First, the safer and simpler option:
Fitting with weights
The usual way to fit a line to data is to use a least-squares fit. That is, if you want to fit the line $y = Ax + B$ to some set of data $\{x_i, y_i\}$, then you choose $A$ and $B$ to minimize
$$\sum_i [y_i - (Ax_i + B)]^2$$
For exponential data, you can transform the expected exponential equation $y = Ae^{Bx}$ to a linear equation by taking the logarithm of both sides: $\log y = \log A + Bx$. One would think that you could use the same procedure above to find values for $A$ and $B$ by minimizing
$$\sum_i [\log y_i - (\log A + Bx_i)]^2$$
However, because the logarithm magnifies differences between small values and shrinks differences between large values, the smallest, noisiest values end up dominating the fit.

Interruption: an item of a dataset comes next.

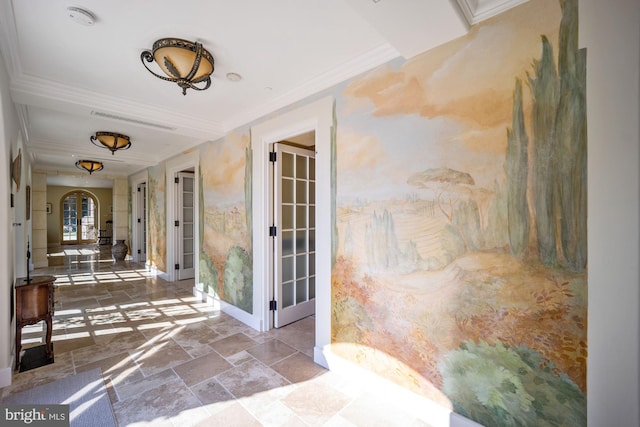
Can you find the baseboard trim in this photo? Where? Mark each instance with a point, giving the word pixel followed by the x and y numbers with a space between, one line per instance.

The solution to this is to weight the sums by the $y$ values. So, the sum minimize becomes:
$$\sum_i y_i [\log y_i - (\log A + Bx_i)]^2$$
This way, the bins with the most hits (and thus the most data and the smallest relative errors) determines the fit.
The resulting values for $A$ and $B$ when you solve this minimization analytically can be found here.
Then again, you could just solve for $A$ and $B$ numerically with a computer program:
- Make a guess at the initial values of $A$ and $B$.
- Calculate $\sum_i [y_i - (Ae^{Bx})]^2.$
- Make random small adjustments to $A$ and $B$.
- Recompute the sum in step 2 with the new values.
- If the sum is lower, keep the new values of $A$ and $B$. If not, go back to the previous values.
- If the sum from step 2 is still decreasing, go to step 3.
See this answer for details and a rant against fitting to logs of data.
Excluding data points
The danger with manipulating data directly is that you may be tempted (consciously or not) to discard data points not because they are true outliers, but because doing so makes your data look better. You should come up with a rule for discarding data points before your run your experiment, apply the rule to the data without looking at it, and see what you get. It's fine to experiment with several different rules, but each rule must be finalized before the experiment is run and applied blindly to the data. You do not pick which data points are discarded, the rule does.
I don't know your experimental setup, but let's say your experiment involves detecting decays from a sample of a radioactive source to measure the half-life. Before measuring the sample, you could run your experiment without the sample to count the number of spurious signals in the detectors. These spurious signals could be from noise in the detectors, Earth's natural background radiation, cosmic rays, or other sources of radiation. Then, after you have collected data from the experiment with the radioactive sample, you can subtract the counts from the null run (possibly scaled by some factor if the null run and the real run were not the same length of time) to get what should be data that only came from your sample.